Manchineels are notorious in their native habitats, the sandy soils and mangroves of South Florida, the Caribbean, Central America and northern South America.

Many are labeled with warning signs. But aside from poisoning the occasional conquistador, tourist and literary character, manchineel is relatively obscure considering it holds the world record for most dangerous tree.

The fruits are the most obvious threat, earning manchineel the name “manzanita de la muerte”, or “little apple of death,” from Spanish conquistadors.

Resembling a small green crab-apple about 1 to 2 inches wide, the sweet-smelling fruits can cause hours of agony and potentially death with a single bite.

Poison apples are just the beginning, though. Every part of a manchineel is toxic, and interaction with and ingestion of any part of this tree may be lethal.

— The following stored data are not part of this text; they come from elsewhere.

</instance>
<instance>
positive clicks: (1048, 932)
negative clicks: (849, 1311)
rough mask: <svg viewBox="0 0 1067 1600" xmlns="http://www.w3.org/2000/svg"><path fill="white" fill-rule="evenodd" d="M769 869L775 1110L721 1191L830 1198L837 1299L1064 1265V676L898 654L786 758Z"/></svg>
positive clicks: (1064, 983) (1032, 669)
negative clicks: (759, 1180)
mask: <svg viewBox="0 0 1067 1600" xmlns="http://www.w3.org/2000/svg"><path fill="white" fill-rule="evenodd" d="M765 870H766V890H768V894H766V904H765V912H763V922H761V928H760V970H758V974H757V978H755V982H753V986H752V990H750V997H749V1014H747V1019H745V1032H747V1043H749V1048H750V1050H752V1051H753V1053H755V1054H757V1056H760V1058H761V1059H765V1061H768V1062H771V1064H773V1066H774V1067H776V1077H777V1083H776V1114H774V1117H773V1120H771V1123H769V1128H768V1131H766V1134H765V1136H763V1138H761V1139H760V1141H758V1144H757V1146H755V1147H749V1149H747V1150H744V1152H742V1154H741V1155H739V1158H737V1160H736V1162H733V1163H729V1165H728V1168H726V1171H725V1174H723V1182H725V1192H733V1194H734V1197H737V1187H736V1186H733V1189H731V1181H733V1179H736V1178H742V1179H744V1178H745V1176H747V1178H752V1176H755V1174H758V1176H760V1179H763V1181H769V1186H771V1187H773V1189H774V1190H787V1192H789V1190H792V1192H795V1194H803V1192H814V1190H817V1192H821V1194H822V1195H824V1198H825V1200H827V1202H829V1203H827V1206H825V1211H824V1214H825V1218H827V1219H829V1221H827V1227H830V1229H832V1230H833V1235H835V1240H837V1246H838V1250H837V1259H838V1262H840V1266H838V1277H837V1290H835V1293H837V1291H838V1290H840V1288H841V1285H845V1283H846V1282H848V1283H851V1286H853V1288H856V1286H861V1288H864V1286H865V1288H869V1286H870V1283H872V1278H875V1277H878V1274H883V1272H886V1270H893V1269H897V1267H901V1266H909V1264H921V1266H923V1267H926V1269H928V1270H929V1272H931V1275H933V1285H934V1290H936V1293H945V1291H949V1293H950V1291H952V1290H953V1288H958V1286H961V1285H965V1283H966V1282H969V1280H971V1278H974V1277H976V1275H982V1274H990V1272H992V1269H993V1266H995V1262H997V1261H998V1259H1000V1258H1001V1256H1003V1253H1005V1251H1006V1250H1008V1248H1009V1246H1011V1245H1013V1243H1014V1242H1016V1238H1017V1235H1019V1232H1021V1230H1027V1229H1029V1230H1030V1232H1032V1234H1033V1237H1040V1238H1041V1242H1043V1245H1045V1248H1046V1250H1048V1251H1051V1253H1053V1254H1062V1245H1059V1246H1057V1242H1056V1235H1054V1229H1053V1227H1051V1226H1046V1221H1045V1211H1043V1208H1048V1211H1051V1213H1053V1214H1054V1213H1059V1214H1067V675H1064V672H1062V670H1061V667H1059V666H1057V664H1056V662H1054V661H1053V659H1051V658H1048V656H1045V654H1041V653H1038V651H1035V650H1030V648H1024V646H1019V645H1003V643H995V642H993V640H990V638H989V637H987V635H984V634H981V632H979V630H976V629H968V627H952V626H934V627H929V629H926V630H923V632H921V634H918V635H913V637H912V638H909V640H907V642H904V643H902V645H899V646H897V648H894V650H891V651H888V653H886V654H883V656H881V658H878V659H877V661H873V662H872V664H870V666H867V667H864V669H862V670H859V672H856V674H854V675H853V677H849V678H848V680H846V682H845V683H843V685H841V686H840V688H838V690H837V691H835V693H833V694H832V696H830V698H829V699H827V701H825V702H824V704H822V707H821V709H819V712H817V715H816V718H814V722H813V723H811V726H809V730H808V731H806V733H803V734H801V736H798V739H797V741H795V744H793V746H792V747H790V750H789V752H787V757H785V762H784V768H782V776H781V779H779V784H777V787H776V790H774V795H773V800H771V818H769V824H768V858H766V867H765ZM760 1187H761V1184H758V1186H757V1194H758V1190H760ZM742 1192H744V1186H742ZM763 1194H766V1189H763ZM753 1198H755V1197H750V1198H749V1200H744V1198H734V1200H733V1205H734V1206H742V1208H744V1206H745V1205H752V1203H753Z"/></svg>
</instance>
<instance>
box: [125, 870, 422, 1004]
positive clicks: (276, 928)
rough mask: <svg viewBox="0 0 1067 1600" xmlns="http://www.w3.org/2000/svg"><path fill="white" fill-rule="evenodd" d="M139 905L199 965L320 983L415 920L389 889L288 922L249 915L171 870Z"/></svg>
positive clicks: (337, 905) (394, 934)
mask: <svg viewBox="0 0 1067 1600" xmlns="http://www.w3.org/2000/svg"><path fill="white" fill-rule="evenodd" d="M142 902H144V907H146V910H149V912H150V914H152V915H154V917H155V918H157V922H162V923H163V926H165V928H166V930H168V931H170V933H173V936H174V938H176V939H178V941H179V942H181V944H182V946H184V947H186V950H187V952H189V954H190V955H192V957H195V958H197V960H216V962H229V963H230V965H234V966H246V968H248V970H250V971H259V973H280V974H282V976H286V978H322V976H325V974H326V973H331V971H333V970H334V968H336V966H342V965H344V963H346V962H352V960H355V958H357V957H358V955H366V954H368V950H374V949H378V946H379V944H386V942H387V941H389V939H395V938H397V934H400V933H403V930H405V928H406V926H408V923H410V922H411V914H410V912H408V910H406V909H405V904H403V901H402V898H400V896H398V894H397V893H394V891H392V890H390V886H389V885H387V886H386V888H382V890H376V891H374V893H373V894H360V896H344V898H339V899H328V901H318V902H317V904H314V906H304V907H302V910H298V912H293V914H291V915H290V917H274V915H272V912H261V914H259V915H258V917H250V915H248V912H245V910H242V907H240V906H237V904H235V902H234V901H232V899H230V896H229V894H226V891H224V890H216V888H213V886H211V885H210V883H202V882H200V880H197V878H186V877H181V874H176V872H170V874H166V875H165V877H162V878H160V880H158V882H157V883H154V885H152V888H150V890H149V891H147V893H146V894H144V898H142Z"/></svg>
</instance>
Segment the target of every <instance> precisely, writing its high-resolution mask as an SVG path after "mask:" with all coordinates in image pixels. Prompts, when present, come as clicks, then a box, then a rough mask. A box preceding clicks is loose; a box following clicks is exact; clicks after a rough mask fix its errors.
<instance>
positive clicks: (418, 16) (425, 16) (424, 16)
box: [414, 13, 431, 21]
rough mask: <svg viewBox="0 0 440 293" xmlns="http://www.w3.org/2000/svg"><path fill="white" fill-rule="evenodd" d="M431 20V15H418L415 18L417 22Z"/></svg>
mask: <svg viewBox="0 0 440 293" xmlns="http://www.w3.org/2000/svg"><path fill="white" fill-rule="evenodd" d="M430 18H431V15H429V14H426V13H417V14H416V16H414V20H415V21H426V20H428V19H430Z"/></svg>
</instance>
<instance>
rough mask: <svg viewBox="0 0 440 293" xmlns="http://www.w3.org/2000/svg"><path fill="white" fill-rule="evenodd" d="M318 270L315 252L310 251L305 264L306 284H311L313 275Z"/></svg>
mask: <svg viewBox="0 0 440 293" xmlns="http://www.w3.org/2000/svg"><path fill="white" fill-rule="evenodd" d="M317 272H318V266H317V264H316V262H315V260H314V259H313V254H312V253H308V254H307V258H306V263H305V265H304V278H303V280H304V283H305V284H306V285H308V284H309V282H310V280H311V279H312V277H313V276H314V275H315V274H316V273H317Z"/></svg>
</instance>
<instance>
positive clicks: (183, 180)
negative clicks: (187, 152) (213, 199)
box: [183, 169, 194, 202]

That includes bark, leaves and the milky sap, one drop of which can scorch the skin of shade-seeking beachgoers.

Even without touching the tree itself, people have been burned by the thick, caustic sap as rain washes it off branches overhead.

Eating the fruit usually causes abdominal pain, vomiting, bleeding and digestive tract damage. Death is widely considered a risk, but mortality data for ingesting the manchineel fruit informally known as a “beach apple” are scarce.

And aside from the short-term danger, some manchineel compounds may be co-carcinogenic, promoting the growth of benign and malignant tumors.